Wednesday, October 3, 2007

The Analytic Value Chain - Extract, Transform, and Load the data

Related posts
The Analytic Value Chain introduced
Defining the problem
Determine Data Requirements
Locate Relevant Data

Extract, Transform, and Load (or ETL) is database administrator talk for getting data ready to analyze. For those who want a more formal definition, check out Wikipedia. I'll talk a little bit about each, but most of the action is in Transform.

From the data analyst perspective, there is not much to say on extraction; you need to get the data out of your systems and you need people who have the requisite skills. Think SQL. If you are hiring data analysts make sure they can write SQL and can architect a simple database. It will be a big help when they need to merge data sets or give requirements to your IT staff.

As I said above, transformation is much more interesting, involving both cleaning the data and creating new variables for analysis. Lets talk about data cleansing first. By data cleansing, I mean how your team handles missing values and outliers.

Though unglamorous, data cleansing is a critical task. Without having a consistent method for data cleaning, everyone will invent their own method. Once people start sharing data sets, a lack of consistency leads to bad analysis. Further, you want to ensure that your vendors and your data warehouse play by the same rules as your analysts. You might think it is obvious that missing values should be coded as missing, but your DBAs are not analysts or statisticians and they have different priorities.

True story on handling of missing data: We had one data set that tracked values over of something over time, call it Revenue per Week. If Revenue per Week for Time2 was missing, the DBA pulled the values from Time1 and plugged it into Time2. In our case, we found data from t1 was being used in t71. As a result, the data set was unnaturally stable over a very long period of time. Because of our data quality checking efforts, we found the problem and now missing data is coded as missing.

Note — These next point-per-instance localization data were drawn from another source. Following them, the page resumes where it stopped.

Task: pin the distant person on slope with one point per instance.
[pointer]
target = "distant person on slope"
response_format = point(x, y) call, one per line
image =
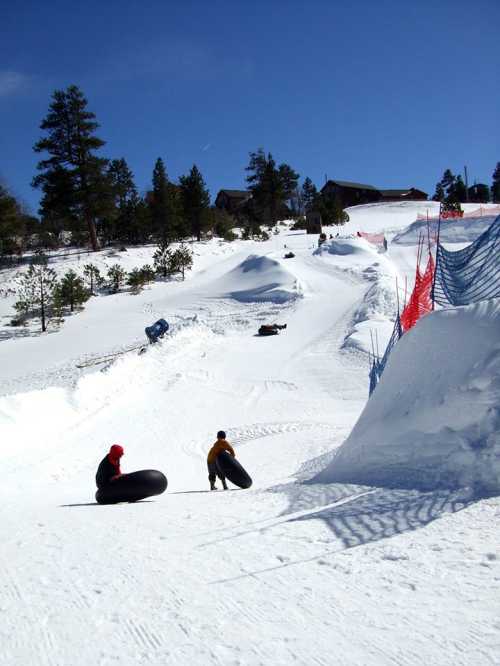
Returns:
point(213, 471)
point(109, 467)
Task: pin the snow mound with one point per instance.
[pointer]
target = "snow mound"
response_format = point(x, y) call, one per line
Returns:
point(434, 420)
point(346, 246)
point(260, 278)
point(374, 317)
point(464, 230)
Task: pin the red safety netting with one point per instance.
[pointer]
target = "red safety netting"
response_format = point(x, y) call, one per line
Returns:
point(479, 212)
point(420, 302)
point(376, 239)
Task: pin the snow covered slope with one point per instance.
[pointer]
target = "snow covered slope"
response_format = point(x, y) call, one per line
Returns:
point(288, 572)
point(434, 419)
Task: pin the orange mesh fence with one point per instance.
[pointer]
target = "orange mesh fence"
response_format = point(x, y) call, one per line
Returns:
point(420, 302)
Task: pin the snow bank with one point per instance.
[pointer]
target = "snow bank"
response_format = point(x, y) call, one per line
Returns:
point(434, 420)
point(259, 278)
point(374, 317)
point(464, 230)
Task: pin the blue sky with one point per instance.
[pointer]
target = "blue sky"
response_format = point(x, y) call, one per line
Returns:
point(388, 93)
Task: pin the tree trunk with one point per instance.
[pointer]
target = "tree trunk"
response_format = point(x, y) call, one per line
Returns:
point(42, 306)
point(92, 232)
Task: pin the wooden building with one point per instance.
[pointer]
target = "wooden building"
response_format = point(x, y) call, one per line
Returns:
point(232, 200)
point(350, 194)
point(313, 222)
point(411, 194)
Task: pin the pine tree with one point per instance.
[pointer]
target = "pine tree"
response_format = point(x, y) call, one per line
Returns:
point(272, 187)
point(196, 201)
point(309, 194)
point(456, 192)
point(126, 201)
point(479, 193)
point(136, 280)
point(71, 143)
point(12, 224)
point(495, 186)
point(35, 292)
point(165, 205)
point(116, 277)
point(71, 291)
point(439, 194)
point(92, 275)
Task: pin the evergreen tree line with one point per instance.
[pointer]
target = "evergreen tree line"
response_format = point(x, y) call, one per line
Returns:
point(87, 199)
point(41, 294)
point(451, 189)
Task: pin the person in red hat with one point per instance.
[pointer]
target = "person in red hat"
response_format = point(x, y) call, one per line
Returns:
point(109, 467)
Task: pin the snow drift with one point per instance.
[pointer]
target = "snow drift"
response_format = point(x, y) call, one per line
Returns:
point(374, 316)
point(434, 420)
point(259, 278)
point(462, 230)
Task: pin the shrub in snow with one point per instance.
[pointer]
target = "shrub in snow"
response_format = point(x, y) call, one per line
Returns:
point(92, 276)
point(35, 293)
point(139, 277)
point(116, 278)
point(181, 260)
point(230, 236)
point(162, 259)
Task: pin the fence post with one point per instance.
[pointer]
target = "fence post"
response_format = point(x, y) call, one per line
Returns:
point(437, 261)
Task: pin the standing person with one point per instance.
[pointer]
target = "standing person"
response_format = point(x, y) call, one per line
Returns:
point(220, 445)
point(109, 467)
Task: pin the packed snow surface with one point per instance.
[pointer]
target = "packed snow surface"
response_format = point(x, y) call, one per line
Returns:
point(291, 571)
point(434, 419)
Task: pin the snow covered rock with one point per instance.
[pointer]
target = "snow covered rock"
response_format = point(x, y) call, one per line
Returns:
point(434, 420)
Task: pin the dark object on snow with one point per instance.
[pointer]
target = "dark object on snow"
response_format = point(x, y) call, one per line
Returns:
point(231, 469)
point(321, 239)
point(132, 487)
point(271, 329)
point(156, 331)
point(109, 466)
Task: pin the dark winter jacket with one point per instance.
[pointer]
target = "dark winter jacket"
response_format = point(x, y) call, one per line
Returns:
point(105, 472)
point(219, 446)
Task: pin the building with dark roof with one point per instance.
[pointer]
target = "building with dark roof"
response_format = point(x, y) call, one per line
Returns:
point(350, 194)
point(410, 194)
point(232, 200)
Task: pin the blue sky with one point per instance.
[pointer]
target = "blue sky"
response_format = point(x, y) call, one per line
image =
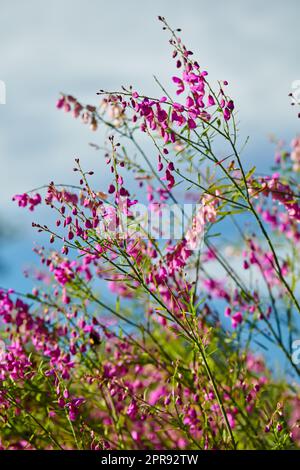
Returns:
point(79, 47)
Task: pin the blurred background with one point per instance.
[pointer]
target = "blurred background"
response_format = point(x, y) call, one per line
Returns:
point(78, 47)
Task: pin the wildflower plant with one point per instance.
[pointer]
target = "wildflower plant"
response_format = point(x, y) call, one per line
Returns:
point(174, 359)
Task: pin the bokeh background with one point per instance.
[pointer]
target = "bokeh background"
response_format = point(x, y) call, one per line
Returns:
point(80, 46)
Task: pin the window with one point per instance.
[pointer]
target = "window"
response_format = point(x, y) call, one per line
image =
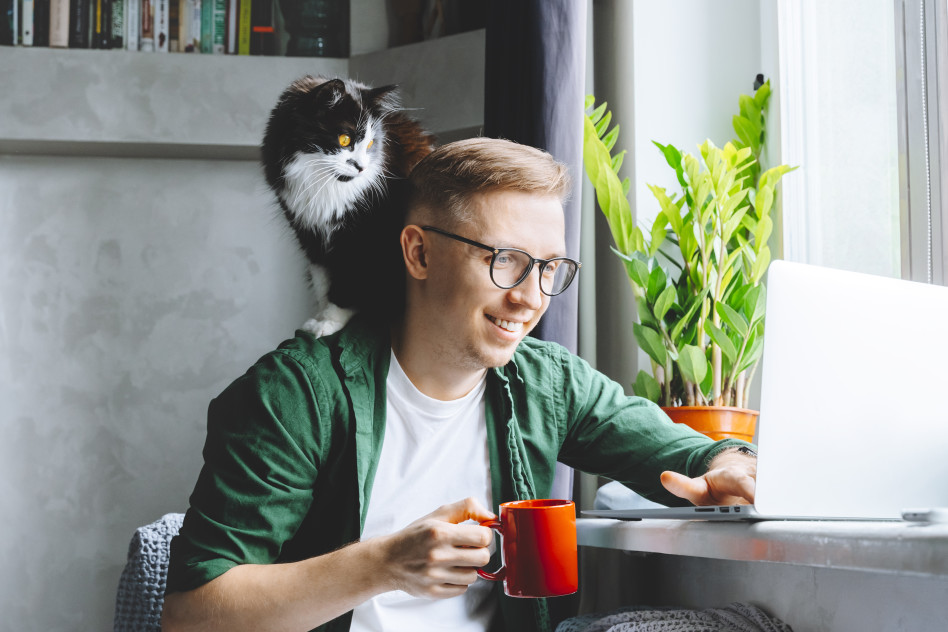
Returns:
point(859, 105)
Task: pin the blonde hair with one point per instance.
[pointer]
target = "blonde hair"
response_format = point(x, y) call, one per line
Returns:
point(444, 183)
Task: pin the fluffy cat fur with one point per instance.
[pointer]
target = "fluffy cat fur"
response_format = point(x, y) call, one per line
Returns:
point(337, 154)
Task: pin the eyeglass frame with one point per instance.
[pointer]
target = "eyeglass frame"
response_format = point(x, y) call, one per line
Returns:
point(496, 251)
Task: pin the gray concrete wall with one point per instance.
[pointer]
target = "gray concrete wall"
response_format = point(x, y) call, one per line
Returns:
point(143, 267)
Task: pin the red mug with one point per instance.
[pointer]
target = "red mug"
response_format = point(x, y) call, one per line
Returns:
point(538, 548)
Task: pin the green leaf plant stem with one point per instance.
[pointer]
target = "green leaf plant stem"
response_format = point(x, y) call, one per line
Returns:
point(697, 274)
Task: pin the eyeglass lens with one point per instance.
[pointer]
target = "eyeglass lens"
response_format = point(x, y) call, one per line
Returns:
point(510, 267)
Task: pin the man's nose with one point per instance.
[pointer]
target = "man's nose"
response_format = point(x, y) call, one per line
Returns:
point(528, 292)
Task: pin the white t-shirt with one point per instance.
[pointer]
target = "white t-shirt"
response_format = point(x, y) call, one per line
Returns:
point(434, 453)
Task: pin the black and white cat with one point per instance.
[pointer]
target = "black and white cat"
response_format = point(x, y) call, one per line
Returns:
point(337, 154)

The second part of transformation involves creating variables. As I have said before, I like a focused approach to data analysis. If you start transforming variables for analysis (taking the square and cubes, etc.) you add variables. Seems to run counter to taking a focused approach, I know. I am not suggesting creating every possible transformation, but you are going to need a few to help you capture non-linear effects or normalize your data.

In my experience, if you take take the square, the log (base 10), and the inverse of your variables you are going to get most of the value out of your transformations. You are going to need to use some common sense (what is the square of a categorical variable?) but in general, you are not going to need to go crazy creating new variables. However, your data analysts are going to want to create every possible transformation that they can think of; it is easy and they might need them later. Serious emphasis on might. In my opinion, the time would be better spent thinking about what transformations are actually useful. Also, each of those transformations creates another column of data that has to be processed, slowing down your analyses. My recommendation is to use the big three and if you can logically think through other variables that may need to be transformed, tackle those on an one-off basis.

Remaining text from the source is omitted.